Brevity Constraints Reverse Performance Hierarchies in Language Models

arXiv cs.AI / 4/2/2026

💬 OpinionSignals & Early TrendsIdeas & Deep AnalysisModels & Research

Key Points

  • Standard benchmark evaluations show a counterintuitive result where larger language models underperform smaller ones on 7.7% of problems by 28.4 percentage points, despite having 10–100x more parameters.
  • The study attributes this to spontaneous, scale-dependent verbosity that increases errors via overelaboration, rather than to inherent limitations of large models.
  • Causal interventions indicate the issue is correctable through prompt design: adding brevity constraints to large models improves accuracy by 26 percentage points and reduces the performance gaps by up to two-thirds.
  • Under brevity constraints, performance hierarchies reverse on mathematical reasoning and scientific knowledge benchmarks, giving large models a 7.7–15.9 percentage point advantage over smaller models.
  • The authors find inverse scaling is continuous across the full parameter range (0.5B–405B) and emphasize deployment impact: scale-aware prompt adaptation can improve accuracy while lowering computational costs.

Abstract

Standard evaluation protocols reveal a counterintuitive phenomenon: on 7.7% of benchmark problems spanning five datasets, larger language models underperform smaller ones by 28.4 percentage points despite 10-100x more parameters.
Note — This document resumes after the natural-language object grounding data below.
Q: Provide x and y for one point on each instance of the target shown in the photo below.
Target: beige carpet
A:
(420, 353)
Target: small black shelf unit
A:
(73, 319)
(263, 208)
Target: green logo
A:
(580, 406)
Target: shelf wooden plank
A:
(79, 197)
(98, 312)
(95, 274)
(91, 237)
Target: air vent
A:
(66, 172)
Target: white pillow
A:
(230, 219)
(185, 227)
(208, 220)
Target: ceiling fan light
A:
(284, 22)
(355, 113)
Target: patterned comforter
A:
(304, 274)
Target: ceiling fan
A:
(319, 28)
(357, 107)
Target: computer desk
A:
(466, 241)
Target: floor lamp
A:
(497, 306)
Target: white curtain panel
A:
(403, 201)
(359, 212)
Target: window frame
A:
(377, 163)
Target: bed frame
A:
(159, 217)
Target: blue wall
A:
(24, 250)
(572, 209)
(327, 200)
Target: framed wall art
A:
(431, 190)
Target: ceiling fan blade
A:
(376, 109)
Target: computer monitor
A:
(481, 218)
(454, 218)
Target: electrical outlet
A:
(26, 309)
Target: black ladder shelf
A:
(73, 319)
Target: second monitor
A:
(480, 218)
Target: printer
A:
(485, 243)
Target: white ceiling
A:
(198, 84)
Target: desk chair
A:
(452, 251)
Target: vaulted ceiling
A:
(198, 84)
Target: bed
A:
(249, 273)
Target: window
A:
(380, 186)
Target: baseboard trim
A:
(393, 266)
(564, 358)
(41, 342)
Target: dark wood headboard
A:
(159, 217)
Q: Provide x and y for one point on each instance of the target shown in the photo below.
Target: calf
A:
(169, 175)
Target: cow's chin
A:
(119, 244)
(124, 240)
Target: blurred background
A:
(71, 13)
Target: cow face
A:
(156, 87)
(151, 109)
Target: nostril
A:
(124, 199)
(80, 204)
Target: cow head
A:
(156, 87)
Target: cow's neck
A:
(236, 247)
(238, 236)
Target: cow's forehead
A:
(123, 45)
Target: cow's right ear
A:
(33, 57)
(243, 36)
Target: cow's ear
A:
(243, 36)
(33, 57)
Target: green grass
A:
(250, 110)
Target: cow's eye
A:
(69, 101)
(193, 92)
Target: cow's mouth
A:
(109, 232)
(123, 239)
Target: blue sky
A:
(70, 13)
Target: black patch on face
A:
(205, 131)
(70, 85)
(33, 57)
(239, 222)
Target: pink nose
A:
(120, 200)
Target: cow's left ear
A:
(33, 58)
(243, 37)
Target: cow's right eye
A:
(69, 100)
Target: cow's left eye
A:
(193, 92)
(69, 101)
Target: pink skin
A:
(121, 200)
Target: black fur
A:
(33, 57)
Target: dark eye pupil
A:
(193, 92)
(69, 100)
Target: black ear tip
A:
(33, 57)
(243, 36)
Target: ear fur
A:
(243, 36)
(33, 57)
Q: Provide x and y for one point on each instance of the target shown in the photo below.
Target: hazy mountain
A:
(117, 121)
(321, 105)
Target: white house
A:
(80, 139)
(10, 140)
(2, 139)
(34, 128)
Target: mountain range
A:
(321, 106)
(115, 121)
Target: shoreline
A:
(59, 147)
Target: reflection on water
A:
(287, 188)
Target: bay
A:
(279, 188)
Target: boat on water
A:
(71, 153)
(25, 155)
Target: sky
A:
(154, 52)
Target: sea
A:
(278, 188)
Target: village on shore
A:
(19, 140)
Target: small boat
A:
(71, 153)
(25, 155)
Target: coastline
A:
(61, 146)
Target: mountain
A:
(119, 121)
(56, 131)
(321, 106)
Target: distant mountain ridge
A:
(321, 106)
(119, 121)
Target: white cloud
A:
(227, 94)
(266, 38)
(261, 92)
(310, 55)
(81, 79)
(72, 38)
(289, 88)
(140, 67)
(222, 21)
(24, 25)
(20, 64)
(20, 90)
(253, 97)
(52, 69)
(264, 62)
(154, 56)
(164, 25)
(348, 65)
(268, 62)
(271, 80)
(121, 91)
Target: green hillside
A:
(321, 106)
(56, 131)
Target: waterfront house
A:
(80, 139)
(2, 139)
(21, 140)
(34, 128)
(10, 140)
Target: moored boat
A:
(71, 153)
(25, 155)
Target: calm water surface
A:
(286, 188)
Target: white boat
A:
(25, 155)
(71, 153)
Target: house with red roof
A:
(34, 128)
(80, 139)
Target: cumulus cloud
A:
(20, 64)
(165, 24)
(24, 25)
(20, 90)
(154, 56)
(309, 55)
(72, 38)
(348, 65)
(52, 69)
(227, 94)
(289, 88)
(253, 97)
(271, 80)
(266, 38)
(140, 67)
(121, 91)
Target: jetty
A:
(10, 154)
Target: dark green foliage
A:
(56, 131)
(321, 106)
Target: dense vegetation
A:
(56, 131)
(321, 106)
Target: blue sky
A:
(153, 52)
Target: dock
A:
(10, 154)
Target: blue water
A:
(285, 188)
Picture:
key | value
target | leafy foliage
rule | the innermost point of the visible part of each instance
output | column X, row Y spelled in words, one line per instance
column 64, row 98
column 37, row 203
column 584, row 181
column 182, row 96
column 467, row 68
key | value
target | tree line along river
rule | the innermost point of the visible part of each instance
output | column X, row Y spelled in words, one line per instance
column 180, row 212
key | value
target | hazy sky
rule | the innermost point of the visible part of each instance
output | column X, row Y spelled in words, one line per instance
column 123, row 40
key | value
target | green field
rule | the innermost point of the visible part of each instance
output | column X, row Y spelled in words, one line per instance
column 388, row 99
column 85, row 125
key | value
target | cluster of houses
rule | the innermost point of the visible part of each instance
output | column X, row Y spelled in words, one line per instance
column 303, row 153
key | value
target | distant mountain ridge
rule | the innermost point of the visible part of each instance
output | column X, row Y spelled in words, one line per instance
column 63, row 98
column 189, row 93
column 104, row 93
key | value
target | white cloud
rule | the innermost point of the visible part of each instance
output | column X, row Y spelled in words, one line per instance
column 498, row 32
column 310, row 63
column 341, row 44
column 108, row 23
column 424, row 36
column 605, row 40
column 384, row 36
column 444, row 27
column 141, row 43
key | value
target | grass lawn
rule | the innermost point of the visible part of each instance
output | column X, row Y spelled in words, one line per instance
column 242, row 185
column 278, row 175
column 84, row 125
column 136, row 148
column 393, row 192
Through systematic evaluation of 31 models (0.5B-405B parameters) across 1,485 problems, we identify the mechanism as spontaneous scale-dependent verbosity that introduces errors through overelaboration. Causal intervention experiments demonstrate this reflects correctable prompt design rather than fundamental capability limitations. Constraining large models to produce brief responses improves accuracy by 26 percentage points and reduces performance gaps by up to two-thirds. Most critically, brevity constraints completely reverse performance hierarchies on mathematical reasoning and scientific knowledge benchmarks, with large models achieving 7.7-15.9 percentage point advantages over small models -- direct inversions of the original gaps. These reversals prove large models possess superior latent capabilities that universal prompting masks. We validate findings through three independent contamination tests and demonstrate inverse scaling operates continuously across the full parameter spectrum, with dataset-specific optimal scales ranging from 0.5B to 3.0B parameters. Our results establish that maximizing large model performance requires scale-aware prompt engineering rather than universal evaluation protocols, with immediate implications for deployment: prompt adaptation simultaneously improves accuracy and reduces computational costs.